A Regular Expression Matcher in 30 lines of C

gjm11 · on July 3, 2011

It's very nice pattern-matching code, but it isn't a regular expression matcher. The class of patterns it's able to match is much smaller than the class of all regular expressions -- not because of missing "sugar" (character classes, +, non-greedy wildcards, ...) but because it doesn't support groups or the | operator.

As a result, the language supported by this matcher has, e.g., no way to match the pattern (ab)* or the pattern a|b. It's much, much less powerful than an actual regular expression matcher would be, and much of what makes it possible to do it in 30 lines of C is that loss of power.

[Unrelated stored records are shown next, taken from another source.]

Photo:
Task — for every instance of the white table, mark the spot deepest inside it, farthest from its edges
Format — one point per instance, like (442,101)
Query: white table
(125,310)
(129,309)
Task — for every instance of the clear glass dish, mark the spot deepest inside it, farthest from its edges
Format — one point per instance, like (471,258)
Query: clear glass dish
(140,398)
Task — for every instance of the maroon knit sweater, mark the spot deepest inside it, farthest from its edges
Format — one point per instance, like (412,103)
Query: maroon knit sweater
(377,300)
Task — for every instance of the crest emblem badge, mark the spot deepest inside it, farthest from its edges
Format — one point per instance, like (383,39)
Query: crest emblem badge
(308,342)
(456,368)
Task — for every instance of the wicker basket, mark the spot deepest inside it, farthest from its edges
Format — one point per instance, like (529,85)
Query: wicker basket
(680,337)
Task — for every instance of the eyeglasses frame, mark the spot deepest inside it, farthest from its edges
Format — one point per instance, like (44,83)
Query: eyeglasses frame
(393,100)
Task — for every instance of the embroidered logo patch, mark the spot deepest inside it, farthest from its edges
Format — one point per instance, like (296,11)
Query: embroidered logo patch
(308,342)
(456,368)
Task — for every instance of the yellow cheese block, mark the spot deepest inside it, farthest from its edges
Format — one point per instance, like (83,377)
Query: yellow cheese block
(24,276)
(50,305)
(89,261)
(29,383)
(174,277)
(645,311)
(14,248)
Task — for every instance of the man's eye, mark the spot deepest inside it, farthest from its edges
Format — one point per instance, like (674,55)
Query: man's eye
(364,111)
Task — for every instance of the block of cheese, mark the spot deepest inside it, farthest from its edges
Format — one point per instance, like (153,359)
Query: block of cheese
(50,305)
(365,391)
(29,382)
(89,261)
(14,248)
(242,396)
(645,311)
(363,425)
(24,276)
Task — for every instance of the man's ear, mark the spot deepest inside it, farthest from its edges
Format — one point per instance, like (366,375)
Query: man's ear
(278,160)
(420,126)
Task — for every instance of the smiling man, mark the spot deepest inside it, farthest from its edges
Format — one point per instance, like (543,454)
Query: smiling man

(I've written extremely similar code before: this level of functionality -- basically, glob or DOS wildcards -- is pretty useful. I'm not Rob Pike, and my code for similar functionality would probably be longer than his. But my code, or even Rob Pike's code, for even the simplest thing that could honestly be called a regular expression matcher, would be longer than this by a bigger factor.)

chanux · on July 3, 2011

I see the OP has discovered [http://www.hnsearch.com/search#request/submissions&q=cod...] r/tinycode which was posted on HN few days back [http://news.ycombinator.com/item?id=2717279].

antirez · on July 3, 2011

I wrote a similar glob-style string matching, but it's far more than 30 lines (130 lines of C):

https://github.com/antirez/redis/blob/unstable/src/util.c#L1...

I use it in Redis, but in general being "glob matching" more standard compared to a regexp subset people are more likely to know the syntax.

ihodes · on July 3, 2011

That was a superb read. Given the author(s) (who I noticed only after reading), I suppose that's to be expected. I'd like to see a similarly elegant version that translates the RE to a DFA–if anyone has any suggestions, I'd be quite happy!

slug · on July 3, 2011

This an excerpt of the excellent book http://oreilly.com/catalog/9780596510046

perlgeek · on July 3, 2011

Yes, matching regular expressions is easy, if you don't care about speed or features. Like, being able to match a literal dot or asterisk. Or char classes, or getting case insensitivity right (like the German ß that matches SS, so case folding needs not to preserve string length).

Still nice to see that it can be done in so few lines.

shangaslammi · on July 3, 2011

Here's my attempt at implementing the same functionality in Haskell: https://gist.github.com/1062472

I tried to make it short, but still somewhat readable, so it's not completely "golfed".

sheffield · on July 3, 2011

"In 1967, Ken [Thompson] applied for a patent ..."

Wow, he pioneered that, too...

swah · on July 3, 2011

That code is dense.